My Lazy Weeknight Lentil Soup (The One I Make on Repeat)

One pot, pantry staples, barely any chopping. This is the soup I come back to when I'm tired, broke, or both — and it never lets me down.

A bowl of golden lentil soup with a swirl of yogurt and a crust of bread

I’ve shared a lot of ideas on this blog, but recipes I rarely post, because most of what I cook is too improvised to write down. This one is the exception. I make it almost every week, it costs next to nothing, and it has rescued more tired evenings than I can count. So here it is, finally written down properly.

Why this soup earns its place

I have a low tolerance for recipes that lie about effort. “Quick and easy” usually means quick and easy if you enjoy chopping eleven things. This one is genuinely low-effort:

  • One pot.
  • Red lentils, which cook fast and need no soaking.
  • Mostly pantry staples, so I can make it without a shop.

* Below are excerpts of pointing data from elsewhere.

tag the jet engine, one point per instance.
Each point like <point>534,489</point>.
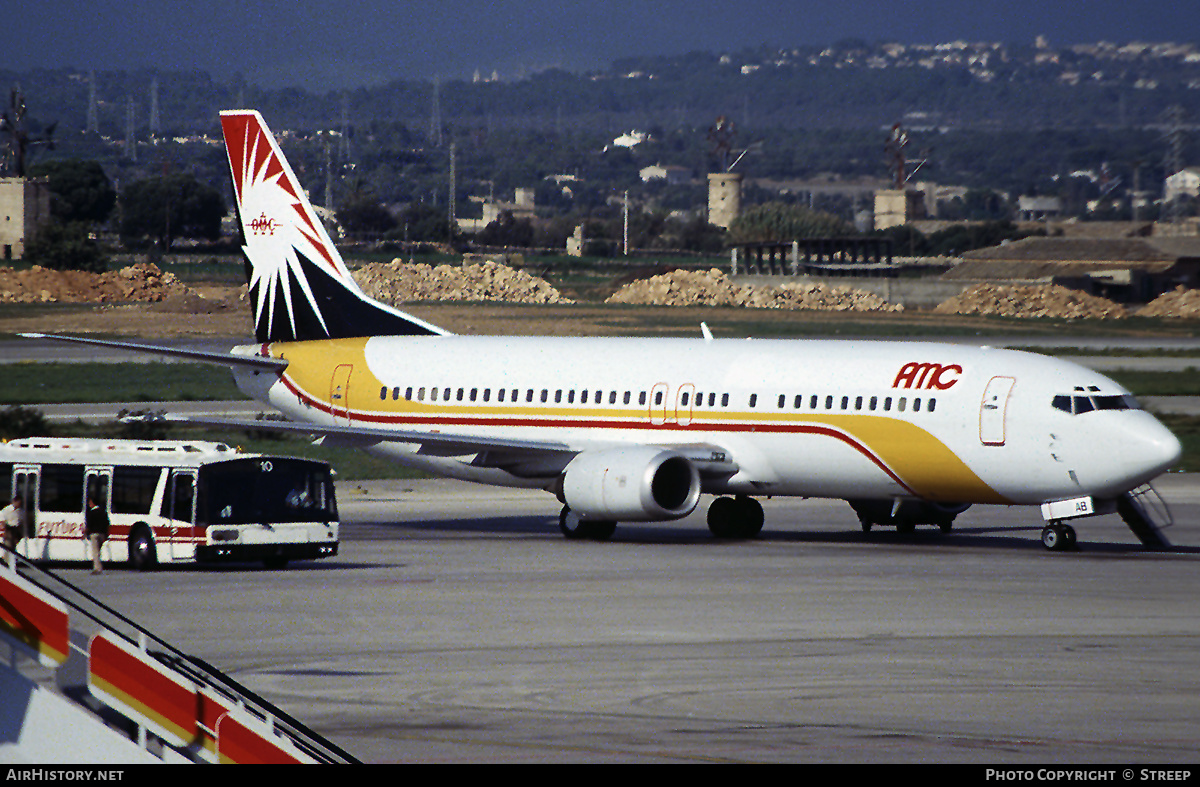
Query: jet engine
<point>905,515</point>
<point>639,484</point>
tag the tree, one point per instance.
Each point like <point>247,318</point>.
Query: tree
<point>423,223</point>
<point>66,247</point>
<point>361,214</point>
<point>81,190</point>
<point>784,222</point>
<point>171,206</point>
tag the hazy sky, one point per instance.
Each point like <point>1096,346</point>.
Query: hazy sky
<point>333,44</point>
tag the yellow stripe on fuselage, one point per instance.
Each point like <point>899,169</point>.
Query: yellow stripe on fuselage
<point>921,461</point>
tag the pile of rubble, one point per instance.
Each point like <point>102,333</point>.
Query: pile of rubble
<point>1031,300</point>
<point>1180,302</point>
<point>396,282</point>
<point>37,284</point>
<point>714,288</point>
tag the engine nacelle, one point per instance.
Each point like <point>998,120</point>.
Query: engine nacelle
<point>639,484</point>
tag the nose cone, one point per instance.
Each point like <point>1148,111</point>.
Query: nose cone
<point>1149,450</point>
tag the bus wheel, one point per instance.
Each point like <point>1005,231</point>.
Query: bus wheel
<point>142,552</point>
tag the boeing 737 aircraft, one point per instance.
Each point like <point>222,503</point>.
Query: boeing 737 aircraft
<point>640,428</point>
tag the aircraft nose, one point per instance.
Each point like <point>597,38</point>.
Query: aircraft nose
<point>1151,449</point>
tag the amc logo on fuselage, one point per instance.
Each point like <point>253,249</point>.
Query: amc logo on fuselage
<point>928,376</point>
<point>263,226</point>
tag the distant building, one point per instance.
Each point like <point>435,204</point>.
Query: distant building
<point>24,209</point>
<point>895,206</point>
<point>1038,208</point>
<point>672,174</point>
<point>1185,182</point>
<point>724,198</point>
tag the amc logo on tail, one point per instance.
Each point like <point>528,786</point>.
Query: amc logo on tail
<point>928,376</point>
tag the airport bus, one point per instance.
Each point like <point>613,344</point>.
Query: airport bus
<point>168,502</point>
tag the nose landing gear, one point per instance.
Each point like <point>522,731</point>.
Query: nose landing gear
<point>1057,536</point>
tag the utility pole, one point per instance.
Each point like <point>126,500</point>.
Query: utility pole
<point>454,223</point>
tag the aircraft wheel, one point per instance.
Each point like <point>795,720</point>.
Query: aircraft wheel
<point>750,517</point>
<point>1057,536</point>
<point>577,528</point>
<point>723,515</point>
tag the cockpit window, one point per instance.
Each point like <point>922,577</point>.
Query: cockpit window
<point>1078,403</point>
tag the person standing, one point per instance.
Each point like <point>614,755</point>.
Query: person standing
<point>96,526</point>
<point>12,517</point>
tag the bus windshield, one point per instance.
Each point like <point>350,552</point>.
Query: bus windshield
<point>264,491</point>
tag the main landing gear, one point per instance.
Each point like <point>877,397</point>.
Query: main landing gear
<point>1057,536</point>
<point>738,517</point>
<point>579,529</point>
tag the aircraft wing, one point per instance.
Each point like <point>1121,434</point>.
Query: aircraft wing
<point>522,457</point>
<point>227,359</point>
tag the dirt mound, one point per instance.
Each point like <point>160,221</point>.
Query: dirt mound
<point>396,282</point>
<point>714,288</point>
<point>1180,302</point>
<point>141,282</point>
<point>1031,300</point>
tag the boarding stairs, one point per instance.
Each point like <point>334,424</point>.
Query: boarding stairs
<point>82,683</point>
<point>1146,514</point>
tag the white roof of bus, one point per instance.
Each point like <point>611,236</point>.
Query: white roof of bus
<point>105,451</point>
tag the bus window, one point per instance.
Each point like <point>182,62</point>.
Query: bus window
<point>257,491</point>
<point>133,488</point>
<point>61,488</point>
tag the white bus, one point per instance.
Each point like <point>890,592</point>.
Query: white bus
<point>168,502</point>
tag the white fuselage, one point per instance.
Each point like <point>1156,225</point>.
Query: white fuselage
<point>840,419</point>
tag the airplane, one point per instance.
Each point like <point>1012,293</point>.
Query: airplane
<point>637,430</point>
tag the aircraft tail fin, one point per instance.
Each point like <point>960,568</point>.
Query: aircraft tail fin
<point>299,287</point>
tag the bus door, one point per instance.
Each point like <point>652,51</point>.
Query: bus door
<point>340,394</point>
<point>24,485</point>
<point>97,492</point>
<point>180,504</point>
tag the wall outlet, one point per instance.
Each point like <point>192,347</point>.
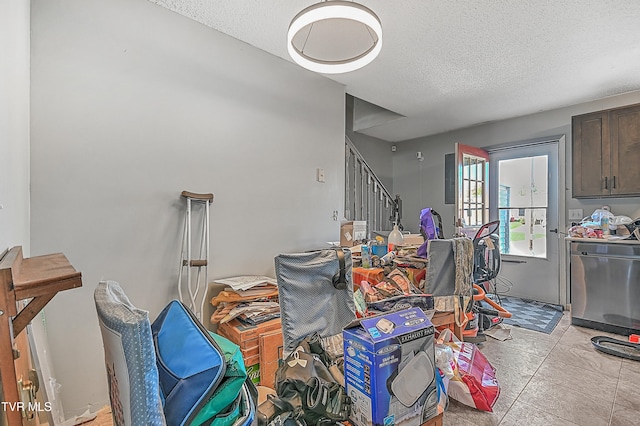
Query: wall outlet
<point>576,214</point>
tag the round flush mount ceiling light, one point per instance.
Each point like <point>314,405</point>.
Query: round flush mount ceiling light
<point>334,37</point>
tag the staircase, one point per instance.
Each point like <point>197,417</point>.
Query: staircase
<point>366,198</point>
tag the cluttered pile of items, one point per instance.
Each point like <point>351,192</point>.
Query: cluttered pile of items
<point>360,331</point>
<point>604,224</point>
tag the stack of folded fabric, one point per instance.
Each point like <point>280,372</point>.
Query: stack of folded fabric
<point>251,299</point>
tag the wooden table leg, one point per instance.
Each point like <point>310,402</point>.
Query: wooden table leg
<point>8,374</point>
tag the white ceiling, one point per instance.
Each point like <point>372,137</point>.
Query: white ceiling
<point>449,64</point>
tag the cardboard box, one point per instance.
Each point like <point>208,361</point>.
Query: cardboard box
<point>249,338</point>
<point>253,370</point>
<point>352,232</point>
<point>240,333</point>
<point>271,352</point>
<point>390,369</point>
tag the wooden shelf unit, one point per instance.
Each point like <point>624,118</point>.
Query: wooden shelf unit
<point>36,280</point>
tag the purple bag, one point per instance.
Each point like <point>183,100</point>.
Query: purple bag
<point>428,229</point>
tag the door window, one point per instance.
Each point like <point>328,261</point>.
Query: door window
<point>523,204</point>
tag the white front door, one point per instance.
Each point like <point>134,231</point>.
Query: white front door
<point>524,195</point>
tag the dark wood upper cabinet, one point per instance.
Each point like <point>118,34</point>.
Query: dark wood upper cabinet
<point>606,153</point>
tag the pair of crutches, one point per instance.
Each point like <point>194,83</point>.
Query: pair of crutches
<point>188,259</point>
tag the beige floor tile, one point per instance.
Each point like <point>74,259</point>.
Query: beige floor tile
<point>554,370</point>
<point>522,340</point>
<point>629,365</point>
<point>453,419</point>
<point>463,413</point>
<point>623,416</point>
<point>563,325</point>
<point>525,414</point>
<point>511,381</point>
<point>582,335</point>
<point>573,351</point>
<point>628,394</point>
<point>566,403</point>
<point>500,355</point>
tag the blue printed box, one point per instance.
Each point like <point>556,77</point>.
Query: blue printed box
<point>389,369</point>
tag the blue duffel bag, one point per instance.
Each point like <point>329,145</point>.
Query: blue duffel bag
<point>192,367</point>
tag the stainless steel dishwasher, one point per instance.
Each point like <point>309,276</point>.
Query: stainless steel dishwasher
<point>605,286</point>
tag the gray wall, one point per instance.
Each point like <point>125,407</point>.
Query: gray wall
<point>131,104</point>
<point>376,152</point>
<point>14,124</point>
<point>421,183</point>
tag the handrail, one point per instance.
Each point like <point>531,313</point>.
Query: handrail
<point>366,197</point>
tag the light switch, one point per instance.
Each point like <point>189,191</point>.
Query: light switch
<point>575,214</point>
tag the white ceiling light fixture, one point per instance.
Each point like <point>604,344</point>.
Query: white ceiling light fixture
<point>334,37</point>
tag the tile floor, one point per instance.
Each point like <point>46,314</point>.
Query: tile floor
<point>556,379</point>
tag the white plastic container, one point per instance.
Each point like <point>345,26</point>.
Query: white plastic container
<point>395,239</point>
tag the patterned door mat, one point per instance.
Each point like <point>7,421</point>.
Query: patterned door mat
<point>532,315</point>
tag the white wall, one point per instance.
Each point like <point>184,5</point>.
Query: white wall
<point>421,184</point>
<point>131,104</point>
<point>14,124</point>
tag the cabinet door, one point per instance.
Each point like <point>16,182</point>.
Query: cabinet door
<point>591,155</point>
<point>625,151</point>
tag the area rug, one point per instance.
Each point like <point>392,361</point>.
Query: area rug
<point>532,315</point>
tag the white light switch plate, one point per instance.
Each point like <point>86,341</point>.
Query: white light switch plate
<point>575,214</point>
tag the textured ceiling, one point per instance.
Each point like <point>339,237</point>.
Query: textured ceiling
<point>450,64</point>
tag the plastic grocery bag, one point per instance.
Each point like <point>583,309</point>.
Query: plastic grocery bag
<point>474,380</point>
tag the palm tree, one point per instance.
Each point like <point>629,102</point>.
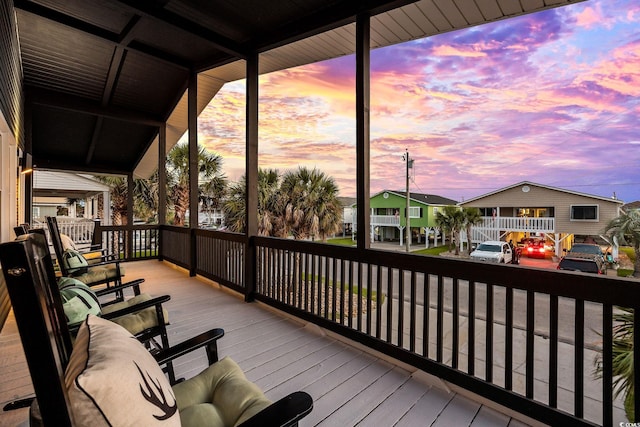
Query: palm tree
<point>310,200</point>
<point>118,191</point>
<point>209,168</point>
<point>144,193</point>
<point>622,362</point>
<point>450,220</point>
<point>626,229</point>
<point>471,217</point>
<point>270,222</point>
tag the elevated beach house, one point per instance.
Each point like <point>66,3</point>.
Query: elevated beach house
<point>109,87</point>
<point>528,209</point>
<point>388,219</point>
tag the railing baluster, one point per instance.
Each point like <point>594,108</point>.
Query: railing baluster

It’s the meal I reach for when I’m worn out, when payday is still days away, or when I just can’t be bothered to think. It’s also quietly good for me — fibre, plant protein, vegetables hidden in plain sight.

What you need

  • 1 cup red lentils, rinsed
  • 1 onion, roughly chopped
  • 2 cloves garlic (or a lazy spoon of the jarred stuff)
  • 1 carrot, diced — or honestly any sad vegetable in the drawer
  • 1 tin chopped tomatoes
  • 1 tsp cumin, a pinch of chilli, salt
  • About 4 cups stock or water
  • A squeeze of lemon and a spoon of yogurt to finish

How I make it

  1. Soften the onion, garlic and carrot in a glug of oil for a few minutes. No need to be precious about it.
  2. Stir in the spices for thirty seconds until they smell good.
  3. Tip in the lentils, tomatoes and stock. Bring to a simmer.
  4. Let it bubble away for about 20–25 minutes, until the lentils collapse into something thick and golden.
  5. Blend it smooth, or leave it rustic — I usually do half and half. Finish with lemon and yogurt.

The lemon at the end is not optional in my kitchen. It takes the soup from “fine” to “oh, that’s actually really good.”

The variations I rotate through

Because making the exact same thing every week eventually gets old, I switch it up:

  • Coconut version: swap some stock for a tin of coconut milk and lean into the chilli.
  • Greens version: stir in a couple of handfuls of spinach right at the end.
  • Crunch version: top with toasted seeds or a few croutons for texture.

That’s the whole thing. It’s not fancy and it’s not trying to be. It’s just a warm bowl of something good on the nights when cooking feels like one ask too many — and somehow, those are the nights I most need it.

A few questions I get asked

Can I freeze it?

Yes, beautifully. I freeze it in single portions and it reheats like it never left. The texture thickens as it sits, so loosen it with a splash of water or stock when you warm it up.

What if I don't have all the spices?

Don't stress. Cumin is the one I'd fight for, but the soup is forgiving. Curry powder covers a lot of bases if your spice rack is thin. Use what you've got.